Ulli: Yesterday you wrote, “Other asset classes have rallied strongly above their respective trend lines issuing a buy of their own. Today, we added a small holding in Latin America and in an Intermediate-term bond ETF.”

This seems in conflict with your advice to follow the TTIs before buying. Yesterday, the International TTI was a -3.07%

Please advise; thanks!

To clarify, I have always said that most country funds are a leveraged play on the United States. As such, I have used my domestic TTI, currently slightly above its long-term trend line, as my guide to determine whether to be invested in that arena or not.

Additionally, in my advisor practice, I also look at how an individual country ETF is situated in regards to its own long-term trend line and how it has performed in the past. Let’s take a look at a chart of ILF, in which now we have a small position:



Click to enlarge

As you can see, the price of ILF (green) has broken above its trend line (red) and pierced the upper envelope line (yellow) designed to minimize (but not eliminate) whip-saw signals.

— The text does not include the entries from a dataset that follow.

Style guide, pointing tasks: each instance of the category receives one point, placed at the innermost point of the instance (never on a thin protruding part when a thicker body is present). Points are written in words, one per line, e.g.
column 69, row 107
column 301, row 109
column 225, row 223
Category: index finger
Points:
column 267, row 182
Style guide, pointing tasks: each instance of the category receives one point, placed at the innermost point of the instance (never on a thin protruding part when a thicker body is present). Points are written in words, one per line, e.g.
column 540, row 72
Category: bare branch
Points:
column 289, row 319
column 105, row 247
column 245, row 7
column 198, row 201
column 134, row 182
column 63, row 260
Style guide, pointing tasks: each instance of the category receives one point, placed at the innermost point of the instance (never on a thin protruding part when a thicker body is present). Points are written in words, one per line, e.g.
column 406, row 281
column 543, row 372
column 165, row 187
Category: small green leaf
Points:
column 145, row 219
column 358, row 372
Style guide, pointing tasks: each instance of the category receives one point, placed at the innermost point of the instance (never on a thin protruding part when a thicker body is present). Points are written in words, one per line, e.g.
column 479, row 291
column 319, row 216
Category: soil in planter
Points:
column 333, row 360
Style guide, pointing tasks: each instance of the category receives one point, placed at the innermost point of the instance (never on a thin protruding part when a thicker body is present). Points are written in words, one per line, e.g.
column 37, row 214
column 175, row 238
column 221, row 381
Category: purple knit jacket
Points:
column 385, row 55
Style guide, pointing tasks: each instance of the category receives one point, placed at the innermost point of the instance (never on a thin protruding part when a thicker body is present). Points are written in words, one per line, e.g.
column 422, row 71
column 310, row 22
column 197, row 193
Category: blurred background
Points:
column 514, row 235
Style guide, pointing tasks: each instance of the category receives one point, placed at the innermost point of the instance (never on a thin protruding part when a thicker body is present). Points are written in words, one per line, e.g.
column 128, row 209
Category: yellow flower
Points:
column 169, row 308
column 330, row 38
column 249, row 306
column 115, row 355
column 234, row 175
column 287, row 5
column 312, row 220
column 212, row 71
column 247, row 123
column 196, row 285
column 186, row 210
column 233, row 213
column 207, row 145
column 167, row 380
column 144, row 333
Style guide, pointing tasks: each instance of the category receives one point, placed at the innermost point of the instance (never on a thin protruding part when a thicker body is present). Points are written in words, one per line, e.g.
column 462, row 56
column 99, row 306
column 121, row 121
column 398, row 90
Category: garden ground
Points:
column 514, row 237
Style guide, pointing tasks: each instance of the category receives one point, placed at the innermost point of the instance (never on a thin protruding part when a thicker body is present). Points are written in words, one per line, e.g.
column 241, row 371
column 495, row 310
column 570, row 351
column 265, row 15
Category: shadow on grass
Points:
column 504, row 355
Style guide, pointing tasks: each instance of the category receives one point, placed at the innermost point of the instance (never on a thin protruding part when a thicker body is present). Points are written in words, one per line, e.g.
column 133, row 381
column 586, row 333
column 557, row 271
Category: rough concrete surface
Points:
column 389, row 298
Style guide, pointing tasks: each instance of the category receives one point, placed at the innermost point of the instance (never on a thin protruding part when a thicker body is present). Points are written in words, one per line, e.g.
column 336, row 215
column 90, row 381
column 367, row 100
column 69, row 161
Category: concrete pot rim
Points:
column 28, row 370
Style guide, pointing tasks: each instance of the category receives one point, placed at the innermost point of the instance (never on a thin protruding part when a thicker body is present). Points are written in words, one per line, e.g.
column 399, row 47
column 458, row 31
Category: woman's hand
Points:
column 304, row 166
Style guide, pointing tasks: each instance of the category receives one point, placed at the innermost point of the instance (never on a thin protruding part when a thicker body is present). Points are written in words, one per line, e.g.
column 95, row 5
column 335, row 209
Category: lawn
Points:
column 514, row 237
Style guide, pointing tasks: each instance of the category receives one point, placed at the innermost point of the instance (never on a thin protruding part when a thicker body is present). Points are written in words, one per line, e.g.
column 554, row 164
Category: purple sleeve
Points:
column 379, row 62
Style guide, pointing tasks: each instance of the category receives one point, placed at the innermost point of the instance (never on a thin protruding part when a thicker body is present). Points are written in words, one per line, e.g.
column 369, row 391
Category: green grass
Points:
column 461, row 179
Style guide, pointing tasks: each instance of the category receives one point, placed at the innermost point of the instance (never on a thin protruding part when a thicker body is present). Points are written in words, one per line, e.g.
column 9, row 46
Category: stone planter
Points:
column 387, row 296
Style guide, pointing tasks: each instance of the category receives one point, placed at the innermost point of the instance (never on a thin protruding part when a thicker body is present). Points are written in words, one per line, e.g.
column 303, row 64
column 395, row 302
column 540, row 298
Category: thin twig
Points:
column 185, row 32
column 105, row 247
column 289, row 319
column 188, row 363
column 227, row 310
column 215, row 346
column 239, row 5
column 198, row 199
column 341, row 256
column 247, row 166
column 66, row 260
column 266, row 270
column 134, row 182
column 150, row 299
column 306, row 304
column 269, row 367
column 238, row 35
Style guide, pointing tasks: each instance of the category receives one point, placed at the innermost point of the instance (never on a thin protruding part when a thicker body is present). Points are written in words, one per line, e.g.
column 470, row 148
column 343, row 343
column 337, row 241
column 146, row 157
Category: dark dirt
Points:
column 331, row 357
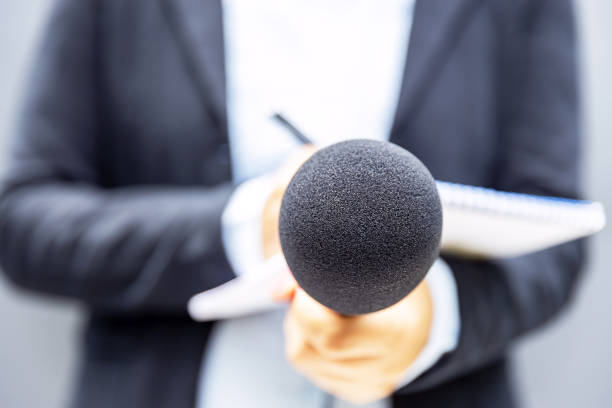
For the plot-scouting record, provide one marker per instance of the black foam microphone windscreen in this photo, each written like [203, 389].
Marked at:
[360, 225]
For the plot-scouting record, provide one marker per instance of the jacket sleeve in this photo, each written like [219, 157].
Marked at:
[502, 300]
[61, 233]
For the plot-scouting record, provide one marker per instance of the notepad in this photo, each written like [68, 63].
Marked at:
[477, 222]
[486, 223]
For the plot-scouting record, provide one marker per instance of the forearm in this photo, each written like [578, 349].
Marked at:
[501, 301]
[127, 248]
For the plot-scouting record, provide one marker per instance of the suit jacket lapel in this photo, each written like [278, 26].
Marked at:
[198, 28]
[436, 25]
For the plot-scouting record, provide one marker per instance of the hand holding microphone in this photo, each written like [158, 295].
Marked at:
[360, 226]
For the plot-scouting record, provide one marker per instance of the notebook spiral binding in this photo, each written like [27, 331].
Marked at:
[585, 215]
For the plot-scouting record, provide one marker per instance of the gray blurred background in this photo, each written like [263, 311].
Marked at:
[568, 364]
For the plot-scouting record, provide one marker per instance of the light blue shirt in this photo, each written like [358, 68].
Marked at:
[334, 67]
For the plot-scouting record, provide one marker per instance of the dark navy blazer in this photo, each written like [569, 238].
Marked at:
[120, 171]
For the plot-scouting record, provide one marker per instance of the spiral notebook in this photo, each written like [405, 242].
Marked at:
[477, 222]
[487, 223]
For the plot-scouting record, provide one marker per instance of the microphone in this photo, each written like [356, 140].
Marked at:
[360, 225]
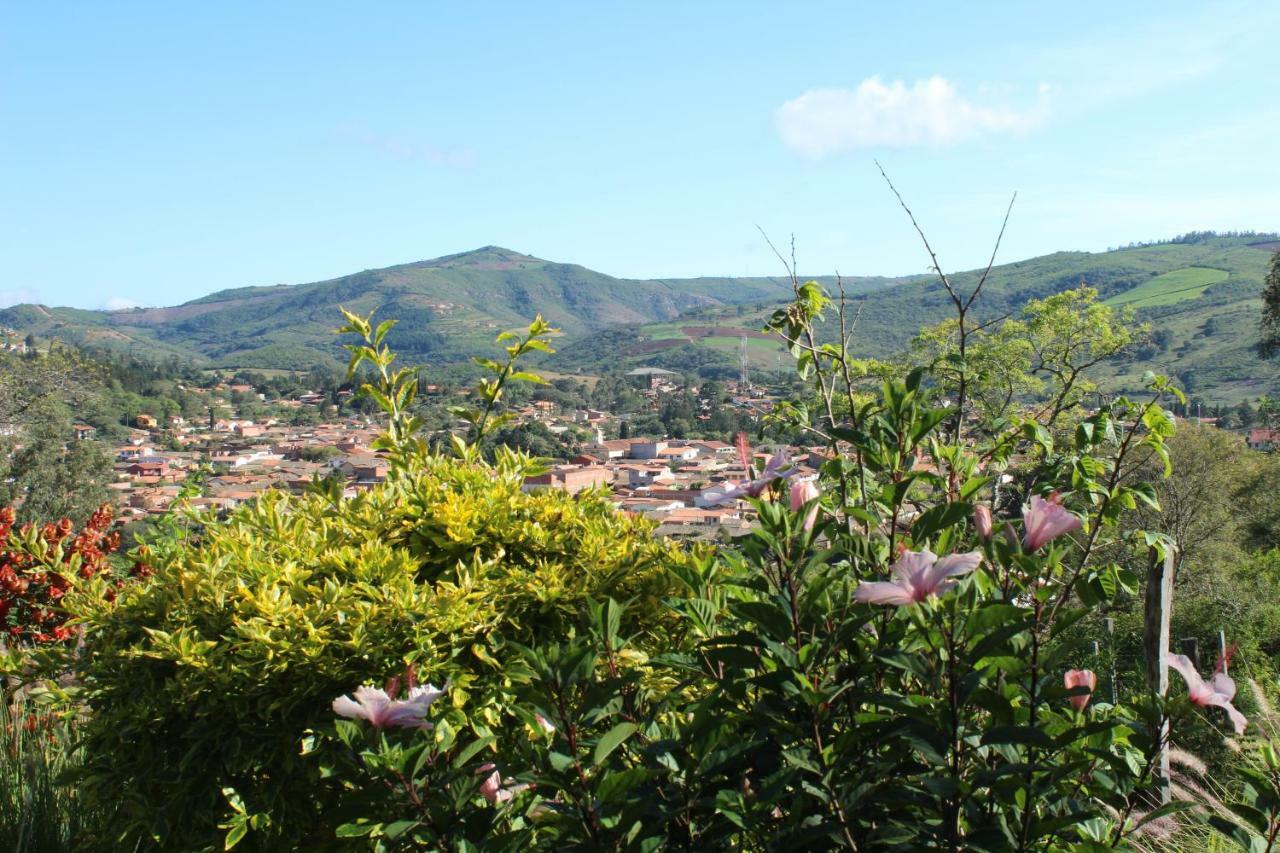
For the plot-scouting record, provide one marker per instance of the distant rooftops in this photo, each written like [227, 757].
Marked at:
[650, 372]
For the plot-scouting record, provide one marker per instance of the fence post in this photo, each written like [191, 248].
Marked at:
[1156, 625]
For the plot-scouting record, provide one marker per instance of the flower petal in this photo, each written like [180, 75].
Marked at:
[1182, 665]
[949, 566]
[1238, 720]
[881, 592]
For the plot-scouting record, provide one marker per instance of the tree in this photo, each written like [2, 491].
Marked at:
[1045, 354]
[27, 383]
[49, 475]
[1270, 343]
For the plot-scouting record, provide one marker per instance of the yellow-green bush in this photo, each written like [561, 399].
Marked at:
[208, 675]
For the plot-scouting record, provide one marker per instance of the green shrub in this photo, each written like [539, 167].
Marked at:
[39, 813]
[209, 675]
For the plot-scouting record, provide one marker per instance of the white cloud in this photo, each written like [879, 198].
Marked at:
[877, 114]
[401, 147]
[9, 299]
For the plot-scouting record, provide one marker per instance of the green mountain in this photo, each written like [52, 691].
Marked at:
[1198, 292]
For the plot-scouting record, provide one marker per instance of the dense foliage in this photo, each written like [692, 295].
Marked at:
[901, 655]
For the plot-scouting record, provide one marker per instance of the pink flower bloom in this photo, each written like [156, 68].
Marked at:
[803, 495]
[775, 469]
[1219, 690]
[982, 520]
[918, 575]
[1078, 679]
[1045, 521]
[383, 711]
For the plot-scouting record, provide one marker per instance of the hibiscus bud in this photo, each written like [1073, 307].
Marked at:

Looking back over the past 4 years, we had 6 buy signals, of which 3 of them (50%) turned out to be profitable. In addition, the ratio from average wins to average losses was 1.9. In other words, for every dollar we lost, we gained almost two.

While it’s too early to tell how this position will work out, it details some of my thoughts and discipline I use to determine if a trend is in place or not. In this case, our sell stop is set and, if it gets triggered, we will head back to the sidelines.